Der als „Sofagate“ bekannt gewordene Vorfall während des Türkeibesuchs von Kommissionspräsidentin von der Leyen und Ratspräsident Michel hat uns diese Woche im Europäischen Parlament beschäftigt. Wir als EVP-Fraktion hatten eine Debatte zu dem Thema gefordert, um die Vorkommnisse zu klären. Ratspräsident Charles Michel musste daher am Montag sein Verhalten vor dem EU-Parlament erklären.
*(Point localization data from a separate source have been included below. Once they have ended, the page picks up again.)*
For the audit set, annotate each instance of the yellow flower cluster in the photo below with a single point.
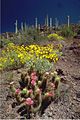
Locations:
(55, 36)
(16, 55)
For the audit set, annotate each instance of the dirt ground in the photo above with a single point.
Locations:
(67, 106)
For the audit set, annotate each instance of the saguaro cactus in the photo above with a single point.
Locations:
(22, 27)
(50, 22)
(16, 26)
(36, 23)
(56, 22)
(47, 21)
(68, 17)
(25, 26)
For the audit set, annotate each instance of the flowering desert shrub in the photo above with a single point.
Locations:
(13, 55)
(55, 36)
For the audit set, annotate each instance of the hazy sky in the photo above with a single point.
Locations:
(27, 10)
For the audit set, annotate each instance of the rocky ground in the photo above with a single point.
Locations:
(67, 106)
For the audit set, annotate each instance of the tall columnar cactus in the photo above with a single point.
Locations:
(50, 22)
(47, 21)
(16, 27)
(35, 89)
(56, 23)
(68, 20)
(36, 23)
(22, 27)
(25, 27)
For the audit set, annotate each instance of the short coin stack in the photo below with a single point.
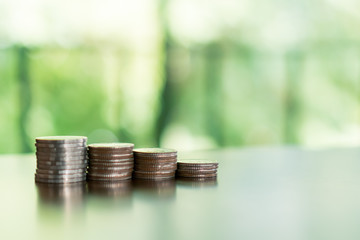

Europa sollte geeint auftreten und so sein volles außenpolitisches Gewicht ausschöpfen. Protokollstreitigkeiten wie im Rahmen des Türkeibesuchs von Michel und von der Leyen sollten uns dabei nicht behindern. Gerade gegenüber der Türkei und ihrem autoritären Herrscher Erdogan hätte die EU ein starkes, einheitliches Bild abgeben müssen. Denn im Hinblick auf die Türkei gibt es genug sensible Themen, die eine entschlossene, einige EU erfordern: Migration, Menschenrechte, die politischen Gefangenen in der Türkei, die Zollunion, Zypern oder die ständigen Provokationen der Türkei im östlichen Mittelmeer gegenüber Griechenland sind Themen, die größter Aufmerksamkeit bedürfen. Stattdessen wurde der Besuch leider von „Sofagate“ überlagert.

Hintergrund:
Auch auf Wunsch der EVP-Fraktion gab es eine Plenardebatte zum als “Sofagate” bekannt gewordenen Protokoll-Vorfall in Ankara, als nur für Ratspräsident Charles Michel ein Stuhl neben dem türkischen Präsidenten Erdogan zur Verfügung stand, die formell gleichrangige EU-Kommissionspräsidentin von der Leyen jedoch auf dem Sofa Platz nehmen musste.